The I() Function: - Why I(Age^2) instead of just Age^2? - In R formulas, ^ has special meaning - I() tells R: “interpret this literally, compute Age²”

Interpreting Polynomial Coefficients

Model equation:

Price = β₀ + β₁×Age + β₂×Age² + β₃×LivingArea

⚠️ Can’t interpret coefficients directly!

With Age², the effect of age is no longer constant. You need to calculate the marginal effect:

Marginal effect of Age = β₁ + 2×β₂×Age

This means the effect changes at every age!

Comparing Linear vs. Quadratic

Use F-test to compare:

anova(model_age_linear, model_age_quad)

If quadratic is significant: - Non-linear relationship exists - Quadratic model fits better - R² improvement shows how much better

Part 2: Why Space Matters

Tobler’s First Law of Geography

“Everything is related to everything else, but near things are more related than distant things” - Waldo Tobler, 1970

What This Means for House Prices

  • Crime nearby matters more than crime across the city
  • Parks within walking distance affect value
  • Your immediate neighborhood defines your market

The Challenge: How do we quantify “nearbyness” in a way our regression model can use?
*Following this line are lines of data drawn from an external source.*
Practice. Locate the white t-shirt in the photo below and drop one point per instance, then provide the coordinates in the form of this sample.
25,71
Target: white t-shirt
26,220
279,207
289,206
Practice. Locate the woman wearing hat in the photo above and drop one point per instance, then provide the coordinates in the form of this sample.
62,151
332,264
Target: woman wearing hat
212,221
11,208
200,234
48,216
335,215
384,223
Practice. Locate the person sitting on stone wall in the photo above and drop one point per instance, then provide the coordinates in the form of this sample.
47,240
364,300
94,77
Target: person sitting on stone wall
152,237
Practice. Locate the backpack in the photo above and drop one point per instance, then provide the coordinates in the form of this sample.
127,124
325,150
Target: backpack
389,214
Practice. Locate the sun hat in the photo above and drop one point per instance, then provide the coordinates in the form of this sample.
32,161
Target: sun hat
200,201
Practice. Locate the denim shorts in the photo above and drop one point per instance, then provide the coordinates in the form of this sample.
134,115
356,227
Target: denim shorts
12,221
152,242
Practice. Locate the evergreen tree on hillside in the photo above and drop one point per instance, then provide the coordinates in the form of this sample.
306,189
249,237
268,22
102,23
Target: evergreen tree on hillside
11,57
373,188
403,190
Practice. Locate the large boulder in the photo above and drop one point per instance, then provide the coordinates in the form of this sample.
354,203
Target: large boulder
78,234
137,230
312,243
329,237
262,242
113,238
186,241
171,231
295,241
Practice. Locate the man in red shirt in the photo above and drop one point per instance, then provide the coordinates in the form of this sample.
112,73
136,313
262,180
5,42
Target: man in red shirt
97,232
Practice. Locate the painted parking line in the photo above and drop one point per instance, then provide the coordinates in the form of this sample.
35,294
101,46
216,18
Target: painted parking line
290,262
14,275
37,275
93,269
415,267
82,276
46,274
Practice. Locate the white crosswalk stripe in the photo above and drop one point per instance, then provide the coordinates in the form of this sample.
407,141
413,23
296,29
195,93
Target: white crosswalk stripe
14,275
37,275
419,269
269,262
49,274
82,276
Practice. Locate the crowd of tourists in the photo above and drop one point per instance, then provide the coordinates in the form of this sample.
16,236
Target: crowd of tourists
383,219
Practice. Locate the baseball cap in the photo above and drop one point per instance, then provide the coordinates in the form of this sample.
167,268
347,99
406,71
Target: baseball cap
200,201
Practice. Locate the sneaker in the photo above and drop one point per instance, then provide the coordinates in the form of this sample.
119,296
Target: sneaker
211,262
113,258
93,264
Answer: Create spatial features that measure proximity to amenities/disamenities

Hedonic Model Framework

Hedonic models decompose the price of a good into its characteristics:

Price = f(structural features, location features, neighborhood features)

Components: - Structural: Size, age, condition, bedrooms, bathrooms - Location: Distance to downtown, transit, amenities - Neighborhood: Crime, schools, prestige, demographics

Part 3: Creating Spatial Features

Three Approaches to Spatial Features

1️⃣ Buffer Aggregation

Count or sum events within a defined distance

Example: Number of crimes within 500 feet

# Create buffer features
boston.sf <- boston.sf %>%
  mutate(
    crimes_500ft = lengths(st_intersects(
      st_buffer(geometry, 500),  # 500 feet buffer
      crimes.sf
    )),
    crimes_660ft = lengths(st_intersects(
      st_buffer(geometry, 660),  # 660 feet buffer
      crimes.sf
    ))
  )

Interpretation: crimes_500ft = 5 means 5 crimes occurred within 500 feet of this house

2️⃣ k-Nearest Neighbors (kNN)

Average distance to k closest events

Example: Average distance to 3 nearest violent crimes

# Calculate distance matrix
dist_matrix <- st_distance(boston.sf, crimes.sf)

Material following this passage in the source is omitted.